How to train your AI
One of the key areas and most challenging aspects of introducing AI techniques into an intelligence setting is training. In this blog, I’ll specifically look at one aspect of AI called Natural Language Processing (NLP) as this is an area that can yield great benefits in the intelligence arena.
Knowledge extraction
One of the key benefits of NLP is knowledge extraction. This is where we take written forms of data, commonly called unstructured data, and then give it some structure so it can be queried. For example, putting it into a spreadsheet or database, or even better, a knowledge graph. A knowledge graph is used to visually represent related entities which are real world objects, and as the data is now structured, questions can be asked of it in a structured query format. For example, if working on a Country Lines operation a question such as ‘find all people who deliver drugs to Cambridge’ can be asked. This would not be possible if the data is left in an unstructured form like WhatsApp messaging.
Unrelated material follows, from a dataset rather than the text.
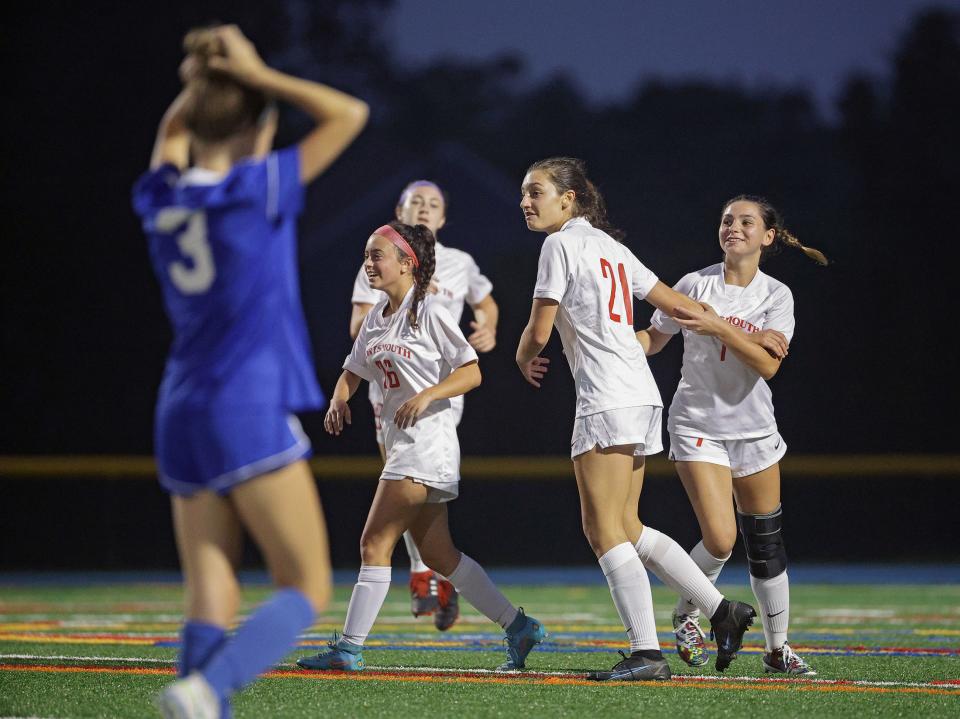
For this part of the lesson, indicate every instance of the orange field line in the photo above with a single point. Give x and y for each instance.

Traditionally in intelligence, written forms of data were assessed for inclusion in an investigation by time consuming manual processing. Readers accessed and read data such as statements, interviews, and intelligence reports but in a world where data volumes are increasing, rapidly the task can become overwhelming and prone to error.
Helpful NLP
This is where NLP can help. Extracting People, Objects, Locations, and Events (POLE) from any unstructured data is an essential part of the intelligence piece. Let’s consider the following chat downloaded from a suspected dealer’s device.
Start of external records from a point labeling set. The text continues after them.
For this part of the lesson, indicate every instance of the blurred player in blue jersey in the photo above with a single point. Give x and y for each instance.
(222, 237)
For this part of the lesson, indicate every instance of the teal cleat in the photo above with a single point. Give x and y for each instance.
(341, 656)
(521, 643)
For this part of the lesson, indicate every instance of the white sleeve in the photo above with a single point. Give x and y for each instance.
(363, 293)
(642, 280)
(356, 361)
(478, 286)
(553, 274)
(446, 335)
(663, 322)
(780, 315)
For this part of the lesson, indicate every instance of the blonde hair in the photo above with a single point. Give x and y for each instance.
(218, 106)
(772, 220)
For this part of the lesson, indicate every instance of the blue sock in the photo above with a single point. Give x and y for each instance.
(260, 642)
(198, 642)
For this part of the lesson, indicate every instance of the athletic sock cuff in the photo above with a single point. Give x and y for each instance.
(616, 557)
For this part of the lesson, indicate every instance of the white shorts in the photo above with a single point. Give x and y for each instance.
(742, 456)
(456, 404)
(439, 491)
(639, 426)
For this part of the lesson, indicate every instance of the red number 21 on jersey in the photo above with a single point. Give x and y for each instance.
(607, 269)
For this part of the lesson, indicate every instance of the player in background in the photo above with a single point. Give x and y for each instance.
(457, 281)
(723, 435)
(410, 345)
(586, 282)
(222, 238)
From David Jones 9:34 06/11/20
Adam and I to deliver the drugs to Cambridge next Tuesday
Here, we have all the elements of POLE.
- People - Adam, David Jones, I
- Object - Drugs
- Locations - Cambridge
- Events - Delivery with a timestamp
Using anaphoric referencing (a word or a phrase that links to another word or phrase which was used before in the same text) we can resolve the identities of ‘I’ to ‘David Jones’ and using temporal reasoning we can resolve ‘next Tuesday’ to ‘10th November 2020’. Temporal reasoning is an approach where the next Tuesday can be reasoned to be an exact date by using the combination of the exact date and time in the timestamp of the message with the relative offset of next Tuesday. As a knowledge graph this would potentially look like this:

This is all very achievable as the English is plain, all words are easily identifiable and have common English definitions. The collection of rules and machine leaning algorithms used here are grouped together into a concept called a ‘Model’.
Real-world issues
Meanwhile, in the real-world, drugs chat messages will use slang and abbreviations partly because that is the culture of messaging but also to try an obfuscate their language to avoid detection. The final difficultly is that people don’t often use names in chat messages but nick names or screen names. So, taking all these factors into account the chat would probably look more like this:
From KrazyKane 9:34 06/11/20
Me n Skilz is dropping Cambztwn Tuesday
This is effectively sublanguage which can also be highly dynamic which most traditional NLP with a rule-based approach would not be able to produce meaningful knowledge from. This is where more advanced machine leaning becomes important.
While there are numerous models available in the public domain for processing the first example, our second example is culturally and demographically specific, so we need to start training in this specific area or domain.
Training a model for a new domain would usually involve a large corpus of training data and human expertise in that domain. But as this is a domain using a dynamic sublanguage, a large corpus of training data just isn’t available and if there were, it would be quickly outdated. Here the next generation of machine learning comes more into play. Advanced techniques like neural networks which mimic the way the human brain operates will play a key part in enabling law enforcement to generate insights that can be used operationally from dynamic unstructured data.
Shared responsibility
These new advanced trained models can’t be built by industry alone. Law enforcement has the domain knowledge and the data that is required to effectively train machines. So, I propose a partnership to produce these next generation models which should be highly valued and protected in the intelligence community the same way data is currently treated.
One of the ambitions of the National Policing Digital Strategy is the empowerment of the private sector. Many of my Chorus colleagues are ex-law enforcement and the sense of shared responsibility for public safety is stronger than ever. They can see the ‘art of the possible’ using advanced techniques and technology, but we must first be empowered to help and perhaps this is our first training hurdle.